- Après un printemps inquiétant (réservations molles, supporters « priced out »), New York connaît une flambée de dernière minute pour la Coupe du Monde 2026.
- Occupation supérieure à 90 % (record parmi les villes hôtes) et ADR en hausse de 38 % sur un an (CoStar). Matchs d’ouverture : 406 $ le 13 juin, 458 $ le 16 juin.
- Autour de la finale du 19 juillet (MetLife Stadium) : volumes de réservation +102 % sur un an et ADR +72 %.
C’est le scénario que les hôteliers new-yorkais n’osaient plus espérer. Après des semaines de réservations décevantes, New York vit une flambée des tarifs et de l’occupation portée par une ruée de réservations de dernière minute autour de la Coupe du Monde 2026. La ville affiche désormais l’occupation la plus élevée de toutes les villes hôtes.
Avant : un printemps sous tension
Au printemps, le discours était tout autre. Les réservations anticipées tardaient, plusieurs analyses pointaient des tarifs jugés trop élevés qui « priçaient out » une partie des supporters, et certains établissements avaient commencé à ajuster leurs prix à la baisse. Les hôteliers « retenaient leur souffle », craignant que l’événement ne tienne pas ses promesses commerciales.
Après : la ruée de dernière minute
La dynamique s’est inversée en juin. Portée par un afflux de réservations de dernière minute, l’occupation new-yorkaise a franchi la barre des 90 % — du jamais-vu parmi les villes hôtes — tandis que les tarifs moyens grimpaient de 38 % sur un an selon CoStar. Les soirées de matchs l’illustrent : 406,01 $ d’ADR pour 88,6 % d’occupation le 13 juin, puis 458,64 $ pour 90,5 % le 16 juin.

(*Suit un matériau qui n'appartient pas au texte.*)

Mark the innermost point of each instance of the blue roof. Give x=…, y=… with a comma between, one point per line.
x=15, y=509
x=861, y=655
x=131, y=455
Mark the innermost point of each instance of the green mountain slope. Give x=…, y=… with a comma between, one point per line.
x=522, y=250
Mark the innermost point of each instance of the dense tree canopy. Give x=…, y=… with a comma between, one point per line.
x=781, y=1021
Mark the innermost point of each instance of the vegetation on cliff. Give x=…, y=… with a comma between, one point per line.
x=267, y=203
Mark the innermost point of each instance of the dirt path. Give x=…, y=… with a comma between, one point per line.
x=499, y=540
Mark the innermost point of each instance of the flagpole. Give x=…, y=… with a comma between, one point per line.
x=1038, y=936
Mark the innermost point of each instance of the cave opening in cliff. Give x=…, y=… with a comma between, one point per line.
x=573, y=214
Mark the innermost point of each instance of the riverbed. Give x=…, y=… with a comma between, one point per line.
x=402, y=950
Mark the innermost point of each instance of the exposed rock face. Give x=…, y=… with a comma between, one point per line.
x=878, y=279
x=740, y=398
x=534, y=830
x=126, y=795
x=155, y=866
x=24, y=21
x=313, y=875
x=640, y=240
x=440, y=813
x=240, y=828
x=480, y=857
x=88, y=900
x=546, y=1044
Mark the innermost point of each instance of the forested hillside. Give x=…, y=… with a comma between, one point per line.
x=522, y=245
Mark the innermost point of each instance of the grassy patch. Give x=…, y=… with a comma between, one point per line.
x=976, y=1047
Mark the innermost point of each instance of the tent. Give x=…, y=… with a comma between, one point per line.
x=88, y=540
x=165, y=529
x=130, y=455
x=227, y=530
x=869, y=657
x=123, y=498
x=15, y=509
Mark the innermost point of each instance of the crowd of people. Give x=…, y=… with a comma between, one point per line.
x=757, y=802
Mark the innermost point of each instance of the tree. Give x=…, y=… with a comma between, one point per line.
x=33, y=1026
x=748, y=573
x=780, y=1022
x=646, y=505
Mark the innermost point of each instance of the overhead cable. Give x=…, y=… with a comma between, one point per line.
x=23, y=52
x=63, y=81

- Réservations anticipées en berne
- Hôteliers inquiets, premières baisses de tarifs
- Supporters « priced out » par des prix jugés trop élevés
La finale du 19 juillet, pic absolu
Le sommet se joue autour de la finale du 19 juillet au MetLife Stadium, dans le New Jersey voisin. Sur cette période, les volumes de réservation bondissent de 102,1 % sur un an et les tarifs moyens s’envolent de 72,4 %. La zone New York/New Jersey capte ainsi l’essentiel de la valeur générée par l’événement dans le nord-est américain.
Notre regard
Le cas new-yorkais est une leçon de revenue management grandeur nature : un événement mondial ne garantit pas un remplissage linéaire ; la demande peut se matérialiser tard, obligeant les hôteliers à arbitrer entre tenir leurs tarifs et remplir. Pour La Revue des Hôtels, la vraie histoire n’est pas seulement la hausse des prix, mais la bascule de dernière minute qui a transformé l’inquiétude du printemps en records d’occupation. Un signal à méditer pour Paris, Los Angeles et les autres grandes villes hôtes des prochains grands rendez-vous sportifs.